The latest New Zealand Census-Mortality Study shows that Maori die younger than pakeha, even after controlling for socioeconomic status. Using high-income pakeha as the baseline,
[i]t found death rates among low-income Europeans were 1.6 times higher, high-income Maori were 2.25 times higher, and low-income Maori were 3.5 times higher.There's further data in the 2003 study, which shows that while pakeha death rates and life-expectencies have improved steadily over the last twenty years, Maori death-rates have not. This is in contrast to the dramatic improvements in Maori life-expectency during the 50's, 60's and 70's (the 2003 study is not controlled for socioeconomic status, and therefore draws the obvious conclusion that a key way of reducing health inequalities is reducing social ones.

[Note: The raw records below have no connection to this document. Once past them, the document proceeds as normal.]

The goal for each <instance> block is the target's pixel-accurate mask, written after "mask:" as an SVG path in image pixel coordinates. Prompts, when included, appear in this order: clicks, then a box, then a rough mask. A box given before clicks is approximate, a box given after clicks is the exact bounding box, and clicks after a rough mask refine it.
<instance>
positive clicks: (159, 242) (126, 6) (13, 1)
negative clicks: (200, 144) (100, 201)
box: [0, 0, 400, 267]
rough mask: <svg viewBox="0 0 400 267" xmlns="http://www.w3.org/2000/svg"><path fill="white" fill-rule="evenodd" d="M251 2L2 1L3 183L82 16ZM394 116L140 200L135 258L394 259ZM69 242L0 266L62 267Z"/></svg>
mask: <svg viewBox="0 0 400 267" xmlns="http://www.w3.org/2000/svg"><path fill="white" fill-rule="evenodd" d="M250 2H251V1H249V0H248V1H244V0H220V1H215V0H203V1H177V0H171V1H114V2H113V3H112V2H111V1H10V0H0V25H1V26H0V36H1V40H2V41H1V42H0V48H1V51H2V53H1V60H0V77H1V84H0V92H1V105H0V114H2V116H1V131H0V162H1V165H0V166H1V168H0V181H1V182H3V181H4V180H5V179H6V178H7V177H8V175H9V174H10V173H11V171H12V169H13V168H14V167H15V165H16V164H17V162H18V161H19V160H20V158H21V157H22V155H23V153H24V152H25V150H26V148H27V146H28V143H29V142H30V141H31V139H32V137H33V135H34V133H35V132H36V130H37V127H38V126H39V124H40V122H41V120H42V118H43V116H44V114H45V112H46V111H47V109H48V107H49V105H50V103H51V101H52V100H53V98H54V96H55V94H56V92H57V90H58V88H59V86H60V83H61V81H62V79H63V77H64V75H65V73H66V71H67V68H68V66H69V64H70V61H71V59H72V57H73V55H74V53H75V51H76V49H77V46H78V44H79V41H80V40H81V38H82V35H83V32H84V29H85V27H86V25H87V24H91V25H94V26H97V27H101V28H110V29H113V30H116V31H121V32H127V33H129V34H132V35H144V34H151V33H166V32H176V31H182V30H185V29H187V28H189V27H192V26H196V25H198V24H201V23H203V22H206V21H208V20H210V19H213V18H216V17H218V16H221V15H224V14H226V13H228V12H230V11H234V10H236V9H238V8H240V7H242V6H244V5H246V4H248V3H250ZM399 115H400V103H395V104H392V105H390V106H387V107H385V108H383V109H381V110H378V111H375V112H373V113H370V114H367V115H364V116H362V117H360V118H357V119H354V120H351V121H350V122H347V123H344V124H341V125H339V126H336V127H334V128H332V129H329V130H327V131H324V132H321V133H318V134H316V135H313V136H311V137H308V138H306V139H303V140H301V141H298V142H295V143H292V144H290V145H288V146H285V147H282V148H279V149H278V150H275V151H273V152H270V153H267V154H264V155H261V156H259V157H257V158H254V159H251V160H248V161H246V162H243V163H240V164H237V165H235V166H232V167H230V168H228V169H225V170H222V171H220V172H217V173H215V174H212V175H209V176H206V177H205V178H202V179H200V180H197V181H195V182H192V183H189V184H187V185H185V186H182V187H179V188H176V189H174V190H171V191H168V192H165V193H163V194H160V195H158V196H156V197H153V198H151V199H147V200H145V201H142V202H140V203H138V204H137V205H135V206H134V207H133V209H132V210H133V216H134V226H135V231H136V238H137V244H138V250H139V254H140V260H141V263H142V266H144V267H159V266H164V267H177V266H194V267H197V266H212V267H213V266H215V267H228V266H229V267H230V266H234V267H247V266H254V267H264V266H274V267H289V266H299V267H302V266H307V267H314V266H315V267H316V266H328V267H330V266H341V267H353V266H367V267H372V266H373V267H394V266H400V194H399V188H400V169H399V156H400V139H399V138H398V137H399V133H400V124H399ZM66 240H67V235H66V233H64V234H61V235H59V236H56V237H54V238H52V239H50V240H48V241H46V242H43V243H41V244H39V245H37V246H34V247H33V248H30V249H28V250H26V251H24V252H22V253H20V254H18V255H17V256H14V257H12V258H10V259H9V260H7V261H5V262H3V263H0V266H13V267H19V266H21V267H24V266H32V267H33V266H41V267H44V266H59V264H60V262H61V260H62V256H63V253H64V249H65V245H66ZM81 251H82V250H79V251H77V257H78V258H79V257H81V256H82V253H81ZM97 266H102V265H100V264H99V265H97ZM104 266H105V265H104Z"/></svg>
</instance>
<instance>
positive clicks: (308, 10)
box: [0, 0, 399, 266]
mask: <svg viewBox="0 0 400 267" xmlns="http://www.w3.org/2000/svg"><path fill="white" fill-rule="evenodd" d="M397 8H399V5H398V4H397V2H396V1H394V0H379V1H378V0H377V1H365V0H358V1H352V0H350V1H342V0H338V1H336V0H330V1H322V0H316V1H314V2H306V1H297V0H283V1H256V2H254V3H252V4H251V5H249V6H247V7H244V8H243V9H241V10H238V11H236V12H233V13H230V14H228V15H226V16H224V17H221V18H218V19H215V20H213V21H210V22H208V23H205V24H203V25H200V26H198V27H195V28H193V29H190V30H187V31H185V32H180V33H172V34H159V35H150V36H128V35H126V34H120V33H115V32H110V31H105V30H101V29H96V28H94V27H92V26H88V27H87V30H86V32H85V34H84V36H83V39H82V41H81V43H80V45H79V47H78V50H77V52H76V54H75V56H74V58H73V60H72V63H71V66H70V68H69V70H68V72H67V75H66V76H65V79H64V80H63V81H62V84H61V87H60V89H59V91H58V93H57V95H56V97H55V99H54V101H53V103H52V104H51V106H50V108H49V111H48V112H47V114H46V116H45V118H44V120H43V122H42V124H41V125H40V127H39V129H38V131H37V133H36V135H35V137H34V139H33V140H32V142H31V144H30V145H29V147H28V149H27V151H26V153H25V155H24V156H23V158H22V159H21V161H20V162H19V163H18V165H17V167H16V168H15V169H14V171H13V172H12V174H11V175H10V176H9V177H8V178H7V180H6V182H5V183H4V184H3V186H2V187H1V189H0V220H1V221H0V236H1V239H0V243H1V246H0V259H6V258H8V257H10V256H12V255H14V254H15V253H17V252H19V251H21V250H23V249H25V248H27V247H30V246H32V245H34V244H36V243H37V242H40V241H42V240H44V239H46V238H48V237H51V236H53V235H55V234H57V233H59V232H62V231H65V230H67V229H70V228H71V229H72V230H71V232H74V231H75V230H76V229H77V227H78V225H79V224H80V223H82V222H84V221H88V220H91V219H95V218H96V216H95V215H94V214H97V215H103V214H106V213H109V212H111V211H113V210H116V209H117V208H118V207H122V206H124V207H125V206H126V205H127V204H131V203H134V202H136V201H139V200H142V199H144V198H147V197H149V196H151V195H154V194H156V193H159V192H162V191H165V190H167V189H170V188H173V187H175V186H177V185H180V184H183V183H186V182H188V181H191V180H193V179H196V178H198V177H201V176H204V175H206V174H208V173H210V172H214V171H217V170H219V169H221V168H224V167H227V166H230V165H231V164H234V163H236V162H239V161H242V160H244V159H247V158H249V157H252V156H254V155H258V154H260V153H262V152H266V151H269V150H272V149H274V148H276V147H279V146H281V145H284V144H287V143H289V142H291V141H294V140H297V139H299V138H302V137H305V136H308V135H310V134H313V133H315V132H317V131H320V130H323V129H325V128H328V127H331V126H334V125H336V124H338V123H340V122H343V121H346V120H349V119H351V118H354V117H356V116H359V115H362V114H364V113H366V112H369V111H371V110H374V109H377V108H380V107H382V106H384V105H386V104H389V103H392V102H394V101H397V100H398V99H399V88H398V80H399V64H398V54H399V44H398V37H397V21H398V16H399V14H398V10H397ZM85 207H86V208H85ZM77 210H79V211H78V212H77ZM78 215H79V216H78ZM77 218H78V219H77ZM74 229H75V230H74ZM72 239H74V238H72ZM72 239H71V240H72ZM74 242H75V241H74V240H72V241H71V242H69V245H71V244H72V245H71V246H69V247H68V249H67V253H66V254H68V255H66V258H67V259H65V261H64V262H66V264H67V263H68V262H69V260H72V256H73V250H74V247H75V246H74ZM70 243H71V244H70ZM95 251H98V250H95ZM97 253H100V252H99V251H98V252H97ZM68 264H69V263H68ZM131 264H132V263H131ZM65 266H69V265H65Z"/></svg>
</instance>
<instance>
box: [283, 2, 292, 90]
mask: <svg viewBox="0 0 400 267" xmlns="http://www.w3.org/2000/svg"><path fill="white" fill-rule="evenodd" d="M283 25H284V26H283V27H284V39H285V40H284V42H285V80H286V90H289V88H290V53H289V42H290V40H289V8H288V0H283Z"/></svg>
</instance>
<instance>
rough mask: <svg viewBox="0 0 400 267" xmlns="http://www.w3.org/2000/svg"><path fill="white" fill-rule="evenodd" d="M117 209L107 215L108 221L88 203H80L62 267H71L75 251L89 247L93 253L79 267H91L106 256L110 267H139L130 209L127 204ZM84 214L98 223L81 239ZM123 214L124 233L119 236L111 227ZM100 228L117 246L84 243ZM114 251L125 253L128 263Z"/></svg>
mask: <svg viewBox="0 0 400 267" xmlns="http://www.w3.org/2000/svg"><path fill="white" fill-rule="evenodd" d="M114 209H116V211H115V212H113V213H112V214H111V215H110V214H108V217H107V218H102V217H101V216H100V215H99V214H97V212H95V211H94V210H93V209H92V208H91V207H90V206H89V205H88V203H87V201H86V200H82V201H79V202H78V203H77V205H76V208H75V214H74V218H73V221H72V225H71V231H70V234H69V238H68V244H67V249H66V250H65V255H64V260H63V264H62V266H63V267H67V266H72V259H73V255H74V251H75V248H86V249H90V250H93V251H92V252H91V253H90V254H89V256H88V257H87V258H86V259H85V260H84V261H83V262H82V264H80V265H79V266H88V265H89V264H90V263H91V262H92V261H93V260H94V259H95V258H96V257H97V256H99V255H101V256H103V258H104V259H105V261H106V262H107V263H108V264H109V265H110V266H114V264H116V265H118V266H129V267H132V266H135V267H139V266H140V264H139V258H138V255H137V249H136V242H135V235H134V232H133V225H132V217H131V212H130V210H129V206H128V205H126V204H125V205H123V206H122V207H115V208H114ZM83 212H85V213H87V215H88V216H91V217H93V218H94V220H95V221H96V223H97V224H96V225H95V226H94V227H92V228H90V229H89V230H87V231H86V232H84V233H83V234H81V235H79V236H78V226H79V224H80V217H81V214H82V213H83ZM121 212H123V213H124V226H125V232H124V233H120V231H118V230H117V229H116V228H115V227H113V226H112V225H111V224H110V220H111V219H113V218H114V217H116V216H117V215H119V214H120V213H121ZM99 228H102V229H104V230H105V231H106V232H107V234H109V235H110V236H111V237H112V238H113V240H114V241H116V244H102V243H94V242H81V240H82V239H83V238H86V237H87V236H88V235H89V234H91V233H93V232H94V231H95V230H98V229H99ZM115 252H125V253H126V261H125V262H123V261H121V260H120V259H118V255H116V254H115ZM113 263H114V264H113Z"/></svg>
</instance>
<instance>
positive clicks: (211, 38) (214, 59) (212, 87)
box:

The 2004 study suggests that this won't be as effective as we would like).
This is need, and it is real. And it will not, as Brash suggests, be solved simply by funding ethnically-blind programs for specific diseases alone. What it requires is:
- research funding to find out why this occurs
- racially-targetted prevention programs for common and identified causes (the current anti-smoking program is a good example)
- increased general funding to the extent that specific causes cannot be identified or targetted
By ruling out any form of "race-based" or targetted funding, Brash is condeming Maori to die an early death. This is not "equality" - it is neglect, pure and simple.